Calado eu, pois o susto tinha sido grande prosseguimos, até que uns quilómetros mais à frente, tivemos uma ligeira saída de estrada na única falha que o Pedro teve em todo o rali, ditando-me uma esquerda a fundo, quando a curva era á direita e fechada. Como o velho ditado diz, não há duas sem três, nós a partir daqui tivemos que nos concentrar a sério pois não fosse o diabo tecê-las, e á terceira ficávamos de fora. Chegados ao final da PEC, a alegria estava estampada no nosso rosto, assim como no João e o Costinha que por nós esperavam no final da classificativa.


Viemos novamente ao parque de assistência, e aí toda a equipa festejava, não só por termos vencido a classe, como também pelo facto do carro ter chegado ao fim. Mas aqui destaco uma pessoa muito especial que efusivamente saltava numa alegria só, o meu filho Tiago, sendo ele afinal de contas um dos donos do carro juntamente com as irmãs Filipa e Ana.


Veio a cerimónia de pódio, e a festa continuava.

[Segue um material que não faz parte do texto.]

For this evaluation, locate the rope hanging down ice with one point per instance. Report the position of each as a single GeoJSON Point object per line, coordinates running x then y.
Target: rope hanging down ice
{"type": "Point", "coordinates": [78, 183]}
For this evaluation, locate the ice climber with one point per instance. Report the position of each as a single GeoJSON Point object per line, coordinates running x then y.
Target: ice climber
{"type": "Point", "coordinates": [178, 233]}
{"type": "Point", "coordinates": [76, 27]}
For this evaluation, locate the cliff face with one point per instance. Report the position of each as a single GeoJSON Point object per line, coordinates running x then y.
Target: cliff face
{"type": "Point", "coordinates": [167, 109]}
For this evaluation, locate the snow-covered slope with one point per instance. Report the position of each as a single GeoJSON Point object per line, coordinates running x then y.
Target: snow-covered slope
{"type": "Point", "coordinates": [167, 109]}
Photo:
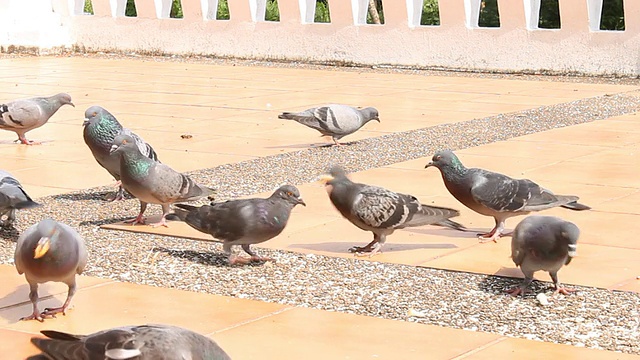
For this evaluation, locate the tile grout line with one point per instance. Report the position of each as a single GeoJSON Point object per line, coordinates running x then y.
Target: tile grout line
{"type": "Point", "coordinates": [242, 323]}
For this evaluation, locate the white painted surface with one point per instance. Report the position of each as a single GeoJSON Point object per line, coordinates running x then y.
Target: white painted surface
{"type": "Point", "coordinates": [457, 43]}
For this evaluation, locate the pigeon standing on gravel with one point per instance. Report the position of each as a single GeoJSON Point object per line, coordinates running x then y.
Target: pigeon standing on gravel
{"type": "Point", "coordinates": [333, 120]}
{"type": "Point", "coordinates": [50, 251]}
{"type": "Point", "coordinates": [151, 181]}
{"type": "Point", "coordinates": [496, 195]}
{"type": "Point", "coordinates": [100, 130]}
{"type": "Point", "coordinates": [21, 116]}
{"type": "Point", "coordinates": [143, 342]}
{"type": "Point", "coordinates": [12, 197]}
{"type": "Point", "coordinates": [381, 211]}
{"type": "Point", "coordinates": [243, 222]}
{"type": "Point", "coordinates": [543, 243]}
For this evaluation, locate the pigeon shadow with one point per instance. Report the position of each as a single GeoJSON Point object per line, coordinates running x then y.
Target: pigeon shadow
{"type": "Point", "coordinates": [209, 258]}
{"type": "Point", "coordinates": [338, 247]}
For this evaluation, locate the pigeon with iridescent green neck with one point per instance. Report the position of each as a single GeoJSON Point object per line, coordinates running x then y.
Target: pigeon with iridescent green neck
{"type": "Point", "coordinates": [142, 342]}
{"type": "Point", "coordinates": [496, 195]}
{"type": "Point", "coordinates": [151, 181]}
{"type": "Point", "coordinates": [100, 130]}
{"type": "Point", "coordinates": [21, 116]}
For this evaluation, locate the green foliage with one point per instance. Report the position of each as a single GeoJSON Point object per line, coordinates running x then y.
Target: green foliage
{"type": "Point", "coordinates": [549, 14]}
{"type": "Point", "coordinates": [322, 12]}
{"type": "Point", "coordinates": [272, 12]}
{"type": "Point", "coordinates": [430, 13]}
{"type": "Point", "coordinates": [130, 10]}
{"type": "Point", "coordinates": [223, 10]}
{"type": "Point", "coordinates": [88, 7]}
{"type": "Point", "coordinates": [489, 15]}
{"type": "Point", "coordinates": [612, 15]}
{"type": "Point", "coordinates": [176, 10]}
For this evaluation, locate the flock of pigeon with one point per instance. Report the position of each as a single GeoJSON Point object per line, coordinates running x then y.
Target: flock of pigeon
{"type": "Point", "coordinates": [53, 251]}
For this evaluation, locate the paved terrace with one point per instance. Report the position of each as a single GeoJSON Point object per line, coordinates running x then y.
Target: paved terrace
{"type": "Point", "coordinates": [231, 112]}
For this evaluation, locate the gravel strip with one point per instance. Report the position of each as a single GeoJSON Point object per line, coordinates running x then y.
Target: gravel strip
{"type": "Point", "coordinates": [594, 318]}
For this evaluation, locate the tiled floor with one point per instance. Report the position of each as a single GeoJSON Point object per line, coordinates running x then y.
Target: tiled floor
{"type": "Point", "coordinates": [231, 111]}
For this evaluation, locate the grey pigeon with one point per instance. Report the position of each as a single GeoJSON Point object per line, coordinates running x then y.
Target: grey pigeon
{"type": "Point", "coordinates": [333, 120]}
{"type": "Point", "coordinates": [496, 195]}
{"type": "Point", "coordinates": [21, 116]}
{"type": "Point", "coordinates": [50, 251]}
{"type": "Point", "coordinates": [243, 222]}
{"type": "Point", "coordinates": [543, 243]}
{"type": "Point", "coordinates": [151, 181]}
{"type": "Point", "coordinates": [381, 211]}
{"type": "Point", "coordinates": [143, 342]}
{"type": "Point", "coordinates": [100, 130]}
{"type": "Point", "coordinates": [12, 197]}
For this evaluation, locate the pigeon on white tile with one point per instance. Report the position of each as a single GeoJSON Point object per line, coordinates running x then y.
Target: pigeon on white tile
{"type": "Point", "coordinates": [333, 120]}
{"type": "Point", "coordinates": [142, 342]}
{"type": "Point", "coordinates": [151, 181]}
{"type": "Point", "coordinates": [543, 243]}
{"type": "Point", "coordinates": [243, 222]}
{"type": "Point", "coordinates": [100, 130]}
{"type": "Point", "coordinates": [496, 195]}
{"type": "Point", "coordinates": [12, 198]}
{"type": "Point", "coordinates": [50, 251]}
{"type": "Point", "coordinates": [381, 211]}
{"type": "Point", "coordinates": [23, 115]}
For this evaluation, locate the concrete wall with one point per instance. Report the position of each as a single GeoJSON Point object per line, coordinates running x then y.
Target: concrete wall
{"type": "Point", "coordinates": [579, 46]}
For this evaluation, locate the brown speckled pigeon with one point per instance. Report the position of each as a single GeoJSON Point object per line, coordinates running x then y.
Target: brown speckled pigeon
{"type": "Point", "coordinates": [333, 120]}
{"type": "Point", "coordinates": [381, 211]}
{"type": "Point", "coordinates": [100, 130]}
{"type": "Point", "coordinates": [151, 181]}
{"type": "Point", "coordinates": [243, 222]}
{"type": "Point", "coordinates": [50, 251]}
{"type": "Point", "coordinates": [496, 195]}
{"type": "Point", "coordinates": [141, 342]}
{"type": "Point", "coordinates": [23, 115]}
{"type": "Point", "coordinates": [543, 243]}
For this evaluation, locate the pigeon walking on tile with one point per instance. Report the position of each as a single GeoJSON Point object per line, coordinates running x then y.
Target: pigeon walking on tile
{"type": "Point", "coordinates": [21, 116]}
{"type": "Point", "coordinates": [543, 243]}
{"type": "Point", "coordinates": [143, 342]}
{"type": "Point", "coordinates": [50, 251]}
{"type": "Point", "coordinates": [151, 181]}
{"type": "Point", "coordinates": [381, 211]}
{"type": "Point", "coordinates": [12, 198]}
{"type": "Point", "coordinates": [243, 222]}
{"type": "Point", "coordinates": [100, 130]}
{"type": "Point", "coordinates": [496, 195]}
{"type": "Point", "coordinates": [333, 120]}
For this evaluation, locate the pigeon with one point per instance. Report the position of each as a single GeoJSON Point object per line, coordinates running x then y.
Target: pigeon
{"type": "Point", "coordinates": [243, 222]}
{"type": "Point", "coordinates": [492, 194]}
{"type": "Point", "coordinates": [381, 211]}
{"type": "Point", "coordinates": [543, 243]}
{"type": "Point", "coordinates": [21, 116]}
{"type": "Point", "coordinates": [12, 197]}
{"type": "Point", "coordinates": [143, 342]}
{"type": "Point", "coordinates": [151, 181]}
{"type": "Point", "coordinates": [100, 129]}
{"type": "Point", "coordinates": [50, 251]}
{"type": "Point", "coordinates": [333, 120]}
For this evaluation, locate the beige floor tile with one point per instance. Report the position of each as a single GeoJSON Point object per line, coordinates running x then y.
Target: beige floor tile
{"type": "Point", "coordinates": [313, 334]}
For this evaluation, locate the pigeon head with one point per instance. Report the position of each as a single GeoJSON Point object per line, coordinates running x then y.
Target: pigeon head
{"type": "Point", "coordinates": [64, 99]}
{"type": "Point", "coordinates": [370, 114]}
{"type": "Point", "coordinates": [49, 232]}
{"type": "Point", "coordinates": [122, 143]}
{"type": "Point", "coordinates": [445, 160]}
{"type": "Point", "coordinates": [290, 194]}
{"type": "Point", "coordinates": [570, 233]}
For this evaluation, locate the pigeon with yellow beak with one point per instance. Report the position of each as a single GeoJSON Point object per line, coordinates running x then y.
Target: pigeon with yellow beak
{"type": "Point", "coordinates": [50, 251]}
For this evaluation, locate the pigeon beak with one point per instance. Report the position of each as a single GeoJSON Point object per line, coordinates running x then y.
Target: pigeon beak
{"type": "Point", "coordinates": [301, 202]}
{"type": "Point", "coordinates": [42, 248]}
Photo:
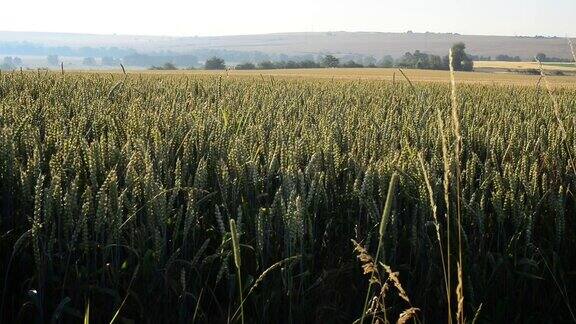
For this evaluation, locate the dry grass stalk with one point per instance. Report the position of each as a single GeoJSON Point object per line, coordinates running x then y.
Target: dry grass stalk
{"type": "Point", "coordinates": [458, 134]}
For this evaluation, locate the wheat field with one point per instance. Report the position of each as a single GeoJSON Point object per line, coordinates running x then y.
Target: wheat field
{"type": "Point", "coordinates": [214, 198]}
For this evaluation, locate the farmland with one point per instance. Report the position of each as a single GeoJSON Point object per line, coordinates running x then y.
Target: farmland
{"type": "Point", "coordinates": [234, 196]}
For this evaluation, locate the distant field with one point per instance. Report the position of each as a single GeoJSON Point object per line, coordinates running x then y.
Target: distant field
{"type": "Point", "coordinates": [181, 197]}
{"type": "Point", "coordinates": [569, 67]}
{"type": "Point", "coordinates": [389, 74]}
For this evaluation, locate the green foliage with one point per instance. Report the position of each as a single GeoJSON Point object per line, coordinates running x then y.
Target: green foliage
{"type": "Point", "coordinates": [120, 190]}
{"type": "Point", "coordinates": [460, 60]}
{"type": "Point", "coordinates": [330, 61]}
{"type": "Point", "coordinates": [215, 63]}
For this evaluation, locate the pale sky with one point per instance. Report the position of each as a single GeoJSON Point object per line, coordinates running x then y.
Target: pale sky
{"type": "Point", "coordinates": [212, 18]}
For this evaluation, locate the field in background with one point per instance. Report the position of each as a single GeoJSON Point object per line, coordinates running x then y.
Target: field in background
{"type": "Point", "coordinates": [381, 74]}
{"type": "Point", "coordinates": [500, 65]}
{"type": "Point", "coordinates": [117, 193]}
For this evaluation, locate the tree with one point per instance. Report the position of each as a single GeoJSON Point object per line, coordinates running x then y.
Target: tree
{"type": "Point", "coordinates": [330, 61]}
{"type": "Point", "coordinates": [53, 59]}
{"type": "Point", "coordinates": [460, 60]}
{"type": "Point", "coordinates": [386, 62]}
{"type": "Point", "coordinates": [215, 63]}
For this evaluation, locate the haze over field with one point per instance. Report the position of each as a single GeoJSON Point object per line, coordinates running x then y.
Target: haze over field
{"type": "Point", "coordinates": [363, 43]}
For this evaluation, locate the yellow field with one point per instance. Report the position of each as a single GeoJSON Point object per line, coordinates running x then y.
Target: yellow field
{"type": "Point", "coordinates": [388, 74]}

Prolongou-se noite dentro com o pequeno italiano a ser exposto no Café Tucano em Castelões, local onde todos os membros da equipa contavam as peripécias vividas desde a preparação até ao dia do rali.


Com tudo isto, que embora um pouco longo tinha que ser escrito, não posso deixar de agradecer uma vez mais o empenho do João, Morais, José Pereira, Edite, Pedro Pereira, Luís, Costinhas, Félix, Armindo, Ranginha, Zé Pedro e o Zé Ribeiro.


Uma palavra também para o Pedro, meu navegador, que apesar da sua pouca experiencia na navegação portou-se ao nível dos melhores, sendo ele, também uma verdadeira máquina de incentivo neste projecto.


A finalizar os agradecimentos, lembro também os nossos parceiros, São Carlos Imobiliária, Enciel Projectos, JNC Outlet, Frutas Sãozinha, Barcelalarmes, Miguel Silva Automatismos, Total Safe, MCS Design, Café Tucano e MPL.


Em jeito de rodapé, resta-me dizer que a motivação da equipa continua, estando-se a preparar para breve uma nova aparição dos Tezos Racing.